Je me souviens de Noodles arrivant au guichet de la gare. De cet agent lui demandant sa destination et de Noodles répondant que peu lui importe. De la gorge qui se noue alors. De la musique d’Ennio Morricone, de la flûte de pan, de la construction du plan, du chapeau de Robert De Niro et de son regard vers la droite. Du merveilleux raccord elliptique au son d’un Yesterday ré-arrangé. Du dos voûté d’un acteur gigantesque et magnétique.
Je me souviens m’être dit, à cet instant, que j’allais plus qu’aimer, que j’allais sans nul doute adorer, que j’allais me laisser enivrer par Il était une fois en Amérique. Mais non, c’était trop peu encore. Un œil indiscret dans le restaurant, un flash-back extraordinaire : Jennifer Connelly danse, emmitouflée de farine en suspension, observée par le vieux Noodles en souvenir, le jeune Noodles dans le passé qui devient le présent. Je me souviens de la lumière orangée à l’écran et dans mes yeux.

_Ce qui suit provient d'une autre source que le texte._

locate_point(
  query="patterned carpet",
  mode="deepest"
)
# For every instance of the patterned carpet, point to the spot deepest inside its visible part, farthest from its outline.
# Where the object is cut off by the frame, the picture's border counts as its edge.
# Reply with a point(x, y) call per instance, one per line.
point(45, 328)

Et encore d’autres souvenirs : un baiser sous les notes d’Ennio Morricone ; un gâteau trop tentant pour être simplement offert et un réalisateur qui ose s’attarder plusieurs minutes sur l’enfant le mangeant comme une relique sacrée ; des liens qui se forgent comme des cordes tressées entre elles en un nœud impossible à défaire ; une course-poursuite et une fusillade devant le pont de Manhattan ; une prison, une attente, un retour ; la prohibition, les fêtes, les syndicats et le pouvoir ; l’amitié de deux hommes et la fidélité.
Je me souviens de Noodles, par-dessus tout, de l’acteur de génie qui l’incarne, de la photographie qui le sublime, de son histoire de trahisons et de pertes. Je me souviens de ma colère quand celui que j’ai tant aimé pendant quatre heures commet l’irréparable et qu’il m’est impossible de le justifier par ce qu’il ressent pour Deborah. Je me souviens d’un amour et d’un renoncement. Du drame de cet amour et de la tragédie de ce renoncement. De Noodles et Deborah parlant près d’une piscine. Du regard de Robert De Niro et de la mélancolie qui le traverse quand le train part. Du mot « intermission » qui apparaît à l’écran et de ce fauteuil dont il était impossible de bouger.
Je me souviens des trahisons, de l’épopée, du monde de l’amitié qui s’écroule, des projets fous et révélations. Des hommes et femmes qui se regardent et ne se disent plus ce qu’ils ont compris.
Je me souviens de la photographie. De l’image sublime. Des détails de la reconstitution et de leur minutie. Des plans si élégamment construits, des représentations si fortes, des mouvements de caméra si harmonieux. Des décors, des costumes et des expressions. Du son qui emporte. De la musique qui transporte. Des larmes et des larmes encore.
Je me souviens du sourire de Noodles. Des vapeurs de l’opium. Je me souviens du plus beau film du monde.